Figure 1. A Snapshot of Active Translation in 80 Human Hearts

2. Upstream ORFs Influence Translational Efficiency Independent of Translation Rates

The crux of this study was the detection of actively translated upstream open reading frames (uORFs) in the heart tissue transcriptome. The authors identified 1,090 actively translated uORFs spanning across 919 genes, accounting for 8% of all translated genes. Against expectations, there was an overall mild positive correlation observed between the translation rates of these uORFs and the primary ORFs, rather than a linear inverse relationship suggesting reduction in translation efficiency. The inference drawn was that for the majority of these uORFs, no quantitative dependency could be detected between the uORF translation frequency and the observed decrease in the primary ORF translation efficiency.

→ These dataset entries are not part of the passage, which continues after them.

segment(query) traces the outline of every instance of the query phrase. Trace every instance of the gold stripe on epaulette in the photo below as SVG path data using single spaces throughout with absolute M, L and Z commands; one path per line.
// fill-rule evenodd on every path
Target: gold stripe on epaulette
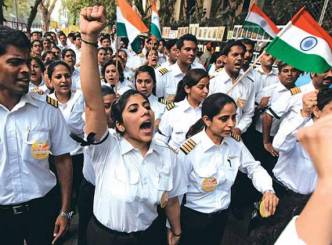
M 181 145 L 180 150 L 187 155 L 195 148 L 196 145 L 197 145 L 196 142 L 190 138 Z
M 233 139 L 235 139 L 236 141 L 241 141 L 241 136 L 240 135 L 237 135 L 237 134 L 234 134 L 233 132 L 231 133 L 231 137 Z
M 161 66 L 161 64 L 157 63 L 157 65 L 156 65 L 156 67 L 155 67 L 155 68 L 158 68 L 158 67 L 160 67 L 160 66 Z
M 46 96 L 46 102 L 47 102 L 47 104 L 49 104 L 55 108 L 59 107 L 59 102 L 57 100 L 51 98 L 50 96 Z
M 167 103 L 166 103 L 166 109 L 167 109 L 168 111 L 172 110 L 173 108 L 175 108 L 175 104 L 174 104 L 174 102 L 167 102 Z
M 159 98 L 158 101 L 164 105 L 167 104 L 167 100 L 165 98 Z
M 159 73 L 161 74 L 161 75 L 165 75 L 167 72 L 169 72 L 169 70 L 167 69 L 167 68 L 161 68 L 161 69 L 159 69 Z
M 290 90 L 292 95 L 301 93 L 301 89 L 299 87 L 294 87 Z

Figure 2. Dissecting Transcriptional and Translational Control in Human Tissue

3. Expression Regulation of Translated lncRNAs in Healthy and Diseased Hearts

The authors noted a general reduction in co-regulation during the translation process for most gene pairs, with the exception of TRDN-TRDN-AS1. Among all translated lncRNAs, 34 were found to be upregulated and 7 downregulated in diseased hearts, highlighting a need for further exploration into the potential roles of these microproteins.

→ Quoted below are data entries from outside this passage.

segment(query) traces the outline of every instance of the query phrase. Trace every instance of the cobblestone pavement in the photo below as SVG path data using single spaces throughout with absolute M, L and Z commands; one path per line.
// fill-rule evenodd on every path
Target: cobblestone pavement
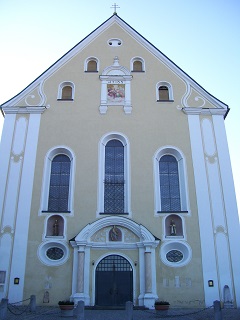
M 84 319 L 78 318 L 76 311 L 72 317 L 61 316 L 58 307 L 37 307 L 30 313 L 28 307 L 9 305 L 6 320 L 128 320 L 125 310 L 85 310 Z M 168 311 L 133 310 L 133 320 L 176 319 L 214 320 L 214 310 L 209 309 L 169 309 Z M 240 320 L 240 309 L 222 309 L 222 320 Z

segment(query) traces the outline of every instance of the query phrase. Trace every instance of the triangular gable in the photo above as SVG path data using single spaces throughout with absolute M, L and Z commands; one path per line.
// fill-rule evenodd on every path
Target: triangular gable
M 98 35 L 100 35 L 104 30 L 109 28 L 112 24 L 117 23 L 122 29 L 128 32 L 132 38 L 134 38 L 138 43 L 145 47 L 149 52 L 151 52 L 157 59 L 164 63 L 170 70 L 181 77 L 187 83 L 187 93 L 183 97 L 184 105 L 188 107 L 187 99 L 189 98 L 193 90 L 201 94 L 205 99 L 212 103 L 217 109 L 221 109 L 221 114 L 226 115 L 229 111 L 228 106 L 207 92 L 202 86 L 200 86 L 195 80 L 193 80 L 187 73 L 185 73 L 181 68 L 179 68 L 173 61 L 171 61 L 166 55 L 164 55 L 159 49 L 157 49 L 153 44 L 151 44 L 146 38 L 139 34 L 135 29 L 133 29 L 129 24 L 127 24 L 122 18 L 117 14 L 113 14 L 105 22 L 103 22 L 99 27 L 82 39 L 78 44 L 76 44 L 72 49 L 70 49 L 66 54 L 64 54 L 60 59 L 58 59 L 53 65 L 51 65 L 45 72 L 43 72 L 38 78 L 36 78 L 32 83 L 30 83 L 25 89 L 18 93 L 13 98 L 9 99 L 1 105 L 1 107 L 10 107 L 16 105 L 25 95 L 33 91 L 38 87 L 39 95 L 42 96 L 41 101 L 38 106 L 43 106 L 45 99 L 44 93 L 41 90 L 41 84 L 43 80 L 49 77 L 53 72 L 59 69 L 66 61 L 74 57 L 78 52 L 80 52 L 84 47 L 86 47 L 90 42 L 92 42 Z M 185 108 L 186 109 L 186 108 Z M 187 108 L 188 109 L 188 108 Z M 189 108 L 191 109 L 191 108 Z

4. Translation of Human Cardiac circRNAs

In their research, the authors identified 8,878 human cardiac circular RNAs (circRNA) in 3,181 genes, 2,070 of which had never been detected previously. Furthermore, ribosome association revealed potential protein translation from 40 circRNAs produced by 39 genes (Figure 3A). Notably, newly detected ribosome-associated circRNAs included the heavily occupied circCFLAR (Figure 3D) and the heart-specific circRNAs such as circSLC8A1 (Figure 3E), circMYBPC3, and circRYR2. Additionally, one of the ribosome-associated circRNAs was the sponge circRNA, circCDR1-AS.

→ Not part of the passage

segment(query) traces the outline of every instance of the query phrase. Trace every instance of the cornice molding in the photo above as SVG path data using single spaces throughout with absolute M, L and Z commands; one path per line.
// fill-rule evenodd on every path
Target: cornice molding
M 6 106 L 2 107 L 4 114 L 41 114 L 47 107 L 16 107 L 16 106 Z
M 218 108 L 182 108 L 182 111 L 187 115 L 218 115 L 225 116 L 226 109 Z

Figure 3. Translation of Human Cardiac circRNAs

Conclusion

Remarkably, a wide array of microproteins originates from the translation of long non-coding RNAs (lncRNA), which exhibit salient traits in both health and disease contexts. Our research suggests that numerous translated lncRNAs may have a dual function, possessing both coding and non-coding roles. This sheds new light on the complexity and versatility of cellular regulation mechanisms. Ribosome profiling reveals the principles of translational control in human tissue. Ribosomes translate mRNAs downstream of protein-truncating variants. Functionally characterized lncRNAs and circRNAs produce microproteins in vivo.

Reference:

1. van Heesch S, Witte F, Schneider-Lunitz V, et al. The translational landscape of the human heart. Cell, 2019, 178(1): 242-260. e29.